Tax Increment Financing

TIF is an acronym for Tax Increment Financing. TIF is frequently used throughout the state to spur economic development, often where it might not occur otherwise. Illinois law allows units of local governments, typically municipalities, to designate areas within their jurisdiction as TIF districts.

These districts dedicate sales tax revenues and additional property tax revenues generated within the TIF district for improvements within the district to encourage new economic development and job creation.
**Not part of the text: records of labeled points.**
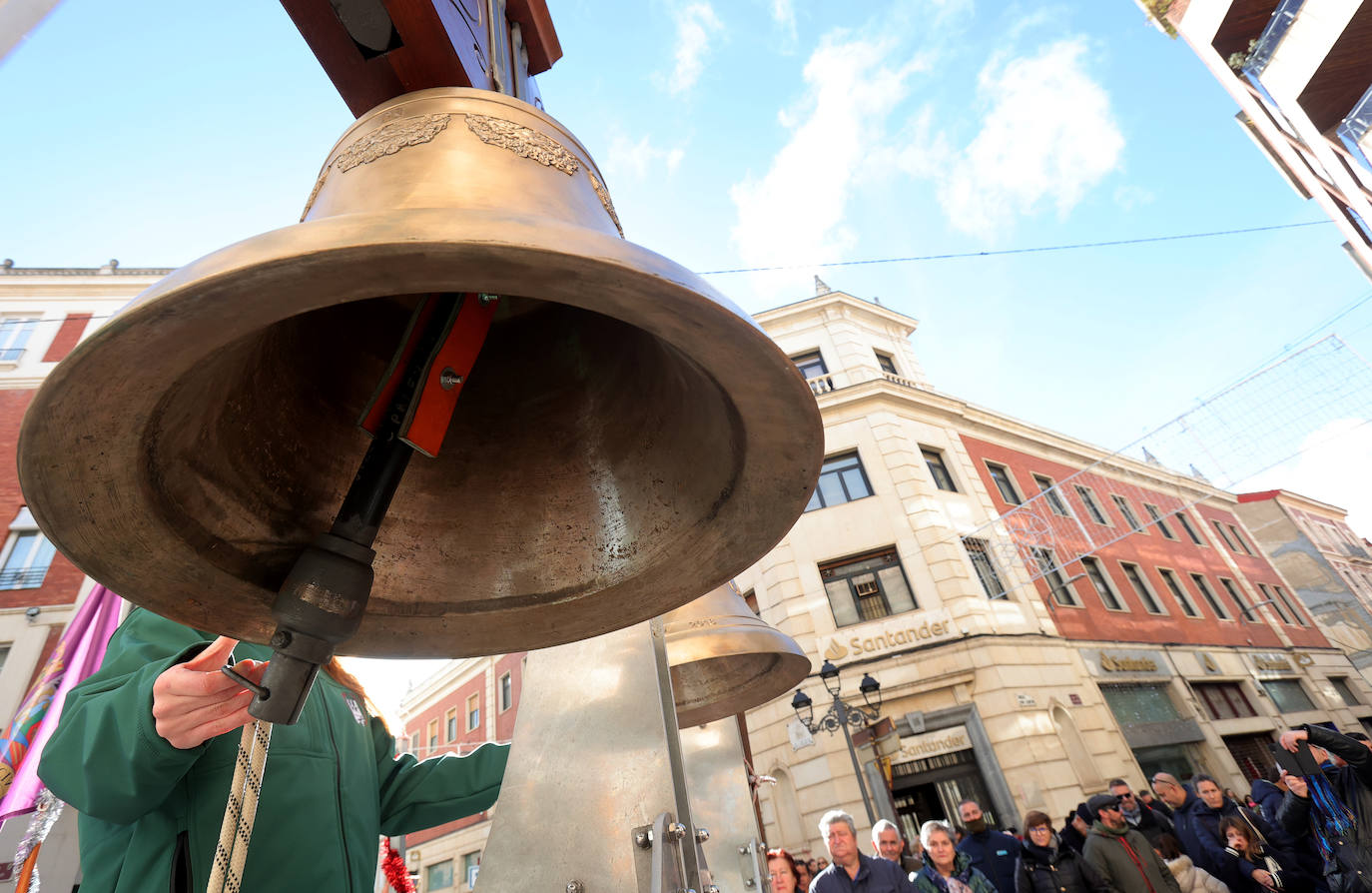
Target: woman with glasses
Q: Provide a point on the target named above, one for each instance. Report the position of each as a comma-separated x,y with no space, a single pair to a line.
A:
784,873
1047,866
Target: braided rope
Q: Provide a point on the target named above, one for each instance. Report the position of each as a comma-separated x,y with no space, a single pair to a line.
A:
232,851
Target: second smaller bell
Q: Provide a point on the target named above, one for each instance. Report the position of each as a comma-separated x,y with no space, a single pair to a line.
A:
725,658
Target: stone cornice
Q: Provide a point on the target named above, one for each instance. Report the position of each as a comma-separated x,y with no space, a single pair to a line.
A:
84,271
977,420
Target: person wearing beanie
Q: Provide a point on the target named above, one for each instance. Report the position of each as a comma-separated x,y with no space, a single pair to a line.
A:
1121,853
1045,866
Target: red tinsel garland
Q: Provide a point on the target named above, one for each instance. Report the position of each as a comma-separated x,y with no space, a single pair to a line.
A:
396,875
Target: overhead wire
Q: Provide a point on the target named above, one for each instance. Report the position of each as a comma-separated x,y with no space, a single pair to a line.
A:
1074,246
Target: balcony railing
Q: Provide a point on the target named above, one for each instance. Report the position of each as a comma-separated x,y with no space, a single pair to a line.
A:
846,378
22,577
1272,35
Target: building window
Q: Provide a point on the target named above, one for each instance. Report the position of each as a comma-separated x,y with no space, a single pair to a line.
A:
1286,601
1097,577
1224,700
1052,573
1191,531
1049,495
980,558
439,875
1089,500
1224,535
1238,538
1125,511
866,587
506,693
934,458
1140,587
814,371
1156,518
1276,603
14,337
1341,684
26,555
841,478
1288,695
1246,610
1178,592
1140,704
470,863
1001,474
1209,595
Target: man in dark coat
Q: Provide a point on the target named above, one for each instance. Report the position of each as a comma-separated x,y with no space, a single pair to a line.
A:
1122,855
1203,851
850,870
991,851
1268,793
1137,815
1345,840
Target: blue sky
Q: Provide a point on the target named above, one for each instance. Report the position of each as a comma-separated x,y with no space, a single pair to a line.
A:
763,133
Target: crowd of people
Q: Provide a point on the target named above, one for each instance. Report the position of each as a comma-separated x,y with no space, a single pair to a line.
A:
1306,833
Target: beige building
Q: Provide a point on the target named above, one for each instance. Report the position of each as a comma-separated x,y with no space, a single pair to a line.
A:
1176,647
44,313
1324,559
1301,74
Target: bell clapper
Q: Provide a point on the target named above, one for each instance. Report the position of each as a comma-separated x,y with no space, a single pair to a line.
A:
324,595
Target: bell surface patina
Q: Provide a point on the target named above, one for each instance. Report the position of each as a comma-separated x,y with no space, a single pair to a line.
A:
627,440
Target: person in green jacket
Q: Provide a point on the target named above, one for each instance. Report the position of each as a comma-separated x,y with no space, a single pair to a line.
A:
146,752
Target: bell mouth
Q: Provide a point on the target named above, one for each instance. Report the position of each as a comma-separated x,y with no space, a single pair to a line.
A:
627,440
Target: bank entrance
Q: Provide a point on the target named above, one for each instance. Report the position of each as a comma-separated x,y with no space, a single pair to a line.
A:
932,789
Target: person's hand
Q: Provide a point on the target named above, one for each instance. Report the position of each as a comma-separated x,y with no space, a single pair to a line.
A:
1295,783
1291,737
194,701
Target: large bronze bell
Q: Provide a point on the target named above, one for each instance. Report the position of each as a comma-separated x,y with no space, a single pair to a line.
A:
626,441
725,658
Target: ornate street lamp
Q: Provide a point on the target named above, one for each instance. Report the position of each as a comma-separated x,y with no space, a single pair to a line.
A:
843,715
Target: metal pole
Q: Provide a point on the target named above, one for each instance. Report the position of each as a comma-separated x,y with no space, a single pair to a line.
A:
862,786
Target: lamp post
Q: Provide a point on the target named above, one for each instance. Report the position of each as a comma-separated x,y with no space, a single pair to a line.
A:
843,715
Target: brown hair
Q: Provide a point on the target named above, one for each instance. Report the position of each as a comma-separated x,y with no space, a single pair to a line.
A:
791,862
1235,822
335,669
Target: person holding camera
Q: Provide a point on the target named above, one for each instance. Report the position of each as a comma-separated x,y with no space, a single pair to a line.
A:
1331,804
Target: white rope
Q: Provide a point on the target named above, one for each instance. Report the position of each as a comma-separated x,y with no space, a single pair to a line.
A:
232,849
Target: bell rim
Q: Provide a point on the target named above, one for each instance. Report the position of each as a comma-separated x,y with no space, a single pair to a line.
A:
436,235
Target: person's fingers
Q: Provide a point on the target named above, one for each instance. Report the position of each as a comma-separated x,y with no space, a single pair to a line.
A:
186,728
213,657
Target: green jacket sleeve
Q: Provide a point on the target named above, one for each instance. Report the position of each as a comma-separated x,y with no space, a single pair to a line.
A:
106,757
420,794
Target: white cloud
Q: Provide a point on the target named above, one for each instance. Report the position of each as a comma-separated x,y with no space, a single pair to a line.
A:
1047,138
630,159
796,209
696,29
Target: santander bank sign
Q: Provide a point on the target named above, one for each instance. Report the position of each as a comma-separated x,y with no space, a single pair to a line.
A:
891,634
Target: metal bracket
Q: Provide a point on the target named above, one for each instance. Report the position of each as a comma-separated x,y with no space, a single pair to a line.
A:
752,867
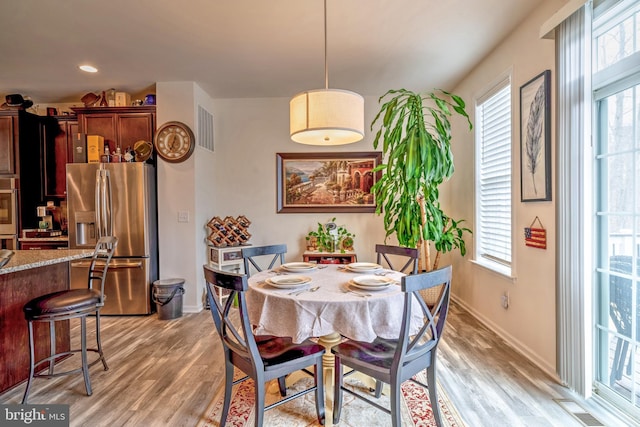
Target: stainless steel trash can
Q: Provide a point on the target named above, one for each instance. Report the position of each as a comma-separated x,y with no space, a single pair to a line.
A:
167,294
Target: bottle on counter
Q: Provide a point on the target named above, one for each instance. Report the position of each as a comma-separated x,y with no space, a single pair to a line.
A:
129,155
111,97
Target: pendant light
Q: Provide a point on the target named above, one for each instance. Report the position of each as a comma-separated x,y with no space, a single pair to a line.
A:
326,116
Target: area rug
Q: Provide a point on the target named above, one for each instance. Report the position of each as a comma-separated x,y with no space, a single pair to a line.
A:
416,408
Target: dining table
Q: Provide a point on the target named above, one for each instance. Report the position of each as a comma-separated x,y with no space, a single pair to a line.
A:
327,302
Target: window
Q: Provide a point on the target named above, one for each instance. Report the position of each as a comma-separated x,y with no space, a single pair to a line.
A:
616,85
493,179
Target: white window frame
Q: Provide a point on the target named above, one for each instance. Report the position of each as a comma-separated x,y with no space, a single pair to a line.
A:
485,258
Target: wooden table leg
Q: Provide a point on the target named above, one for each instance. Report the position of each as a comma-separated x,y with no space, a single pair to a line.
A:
328,341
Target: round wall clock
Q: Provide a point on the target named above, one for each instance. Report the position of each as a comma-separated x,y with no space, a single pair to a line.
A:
174,142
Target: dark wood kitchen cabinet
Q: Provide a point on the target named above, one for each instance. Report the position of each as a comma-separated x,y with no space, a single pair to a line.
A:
58,151
21,157
120,126
8,129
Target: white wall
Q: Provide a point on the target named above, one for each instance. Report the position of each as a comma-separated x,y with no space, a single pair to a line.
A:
182,247
249,133
530,321
238,178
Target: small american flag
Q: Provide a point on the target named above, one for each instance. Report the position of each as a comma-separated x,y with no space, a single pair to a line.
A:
535,237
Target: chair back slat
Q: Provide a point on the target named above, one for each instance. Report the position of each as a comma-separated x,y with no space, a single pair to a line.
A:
411,264
427,338
258,256
99,265
239,340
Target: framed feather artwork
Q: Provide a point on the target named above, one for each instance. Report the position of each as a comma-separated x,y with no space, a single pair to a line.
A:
535,138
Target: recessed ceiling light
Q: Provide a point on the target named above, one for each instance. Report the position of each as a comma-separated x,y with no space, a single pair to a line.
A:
88,68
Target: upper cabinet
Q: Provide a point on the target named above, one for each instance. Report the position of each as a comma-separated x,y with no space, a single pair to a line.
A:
8,136
59,136
120,126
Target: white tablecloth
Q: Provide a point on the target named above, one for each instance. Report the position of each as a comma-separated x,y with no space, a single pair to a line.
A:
329,309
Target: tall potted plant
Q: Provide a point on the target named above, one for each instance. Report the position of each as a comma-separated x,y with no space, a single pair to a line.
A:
416,141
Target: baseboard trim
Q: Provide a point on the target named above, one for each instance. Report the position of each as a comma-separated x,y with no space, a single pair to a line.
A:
510,340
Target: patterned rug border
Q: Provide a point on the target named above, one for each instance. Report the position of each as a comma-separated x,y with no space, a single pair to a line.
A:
301,412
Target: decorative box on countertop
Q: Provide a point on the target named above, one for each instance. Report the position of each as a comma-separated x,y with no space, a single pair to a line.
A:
37,233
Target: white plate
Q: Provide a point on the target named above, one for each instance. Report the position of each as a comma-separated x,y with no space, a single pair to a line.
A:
286,282
363,267
299,266
373,281
369,288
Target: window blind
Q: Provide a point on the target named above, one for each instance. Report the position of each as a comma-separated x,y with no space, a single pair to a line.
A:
493,192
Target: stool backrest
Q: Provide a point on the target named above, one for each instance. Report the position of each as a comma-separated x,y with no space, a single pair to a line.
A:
100,264
271,253
238,341
407,255
415,346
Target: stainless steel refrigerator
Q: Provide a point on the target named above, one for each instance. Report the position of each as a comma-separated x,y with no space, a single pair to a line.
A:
116,199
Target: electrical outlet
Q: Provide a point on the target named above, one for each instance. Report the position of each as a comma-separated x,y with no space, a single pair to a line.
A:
505,300
183,216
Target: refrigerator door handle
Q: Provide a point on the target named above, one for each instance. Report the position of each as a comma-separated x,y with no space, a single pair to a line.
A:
112,266
108,216
98,203
104,219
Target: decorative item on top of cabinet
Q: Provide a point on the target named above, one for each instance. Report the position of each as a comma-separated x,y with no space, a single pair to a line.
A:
229,231
120,126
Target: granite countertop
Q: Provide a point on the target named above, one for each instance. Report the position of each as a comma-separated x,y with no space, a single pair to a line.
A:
44,239
24,260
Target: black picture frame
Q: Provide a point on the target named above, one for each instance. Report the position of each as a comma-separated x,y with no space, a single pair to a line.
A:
326,182
535,138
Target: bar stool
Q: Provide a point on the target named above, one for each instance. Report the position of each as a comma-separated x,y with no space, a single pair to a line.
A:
71,304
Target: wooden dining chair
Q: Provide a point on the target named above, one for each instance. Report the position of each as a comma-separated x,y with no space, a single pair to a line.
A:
257,257
390,254
261,358
71,304
394,361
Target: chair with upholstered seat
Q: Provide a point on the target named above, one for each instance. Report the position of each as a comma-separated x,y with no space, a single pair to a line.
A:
261,358
394,361
71,304
258,258
390,254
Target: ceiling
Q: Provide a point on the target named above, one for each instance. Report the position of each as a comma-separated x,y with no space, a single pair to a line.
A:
246,48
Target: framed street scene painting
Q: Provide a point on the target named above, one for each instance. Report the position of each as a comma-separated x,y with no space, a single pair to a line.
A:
326,182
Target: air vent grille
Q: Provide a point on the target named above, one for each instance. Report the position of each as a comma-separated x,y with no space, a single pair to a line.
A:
205,129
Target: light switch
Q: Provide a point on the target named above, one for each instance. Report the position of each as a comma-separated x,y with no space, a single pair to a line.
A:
183,216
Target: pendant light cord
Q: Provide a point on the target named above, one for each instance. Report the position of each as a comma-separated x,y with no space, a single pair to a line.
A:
326,67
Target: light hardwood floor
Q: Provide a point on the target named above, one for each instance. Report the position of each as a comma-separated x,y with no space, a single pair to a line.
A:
165,373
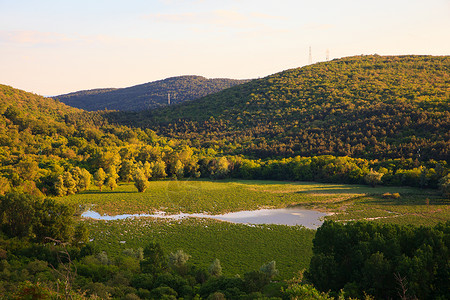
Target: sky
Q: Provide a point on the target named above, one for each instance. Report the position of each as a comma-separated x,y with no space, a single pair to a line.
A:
51,47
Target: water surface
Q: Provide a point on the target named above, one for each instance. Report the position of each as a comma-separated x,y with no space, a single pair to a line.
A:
283,216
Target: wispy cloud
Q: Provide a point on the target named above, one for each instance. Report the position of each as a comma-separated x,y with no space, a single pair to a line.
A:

Funds may be used for costs associated with the development or redevelopment of property within the TIF district, allowing blighted, declining and under performing areas to again become viable, and allowing these areas to compete with vacant land at the edge of urban areas.

Projects in TIF districts typically include:

  • Redevelopment of substandard, obsolete, or vacant buildings

  • Financing public infrastructure improvements, including streets, sewer and water, in declining areas

  • Cleaning up polluted areas

  • Improving the viability of downtown business districts or rehabilitating historic properties

  • Providing infrastructure needed to develop a site for new industrial or commercial use

Some TIF plans also divert tax dollars from one area or neighborhood to another.

There often is an opportunity cost to creating a TIF district. Freezing or diverting tax revenues to help one project can have implications for other projects or public services in the TIF district. Because TIF districts freeze the Equalized Assessed Value (EAV) in an area for the duration of the TIF district - 23 years, with an option for extension -  property tax revenue generated from the TIF district is split between the taxing body and the TIF for that period of time. This means that schools, libraries, parks and any other taxing bodies all have their tax collection from the area frozen at the level that existed when the TIF district was formed.

TIFs are used in all 50 states. As of 2020, there were more than 1,400 TIF districts in Illinois. Since 1979, more than 500 have been created in Cook County alone.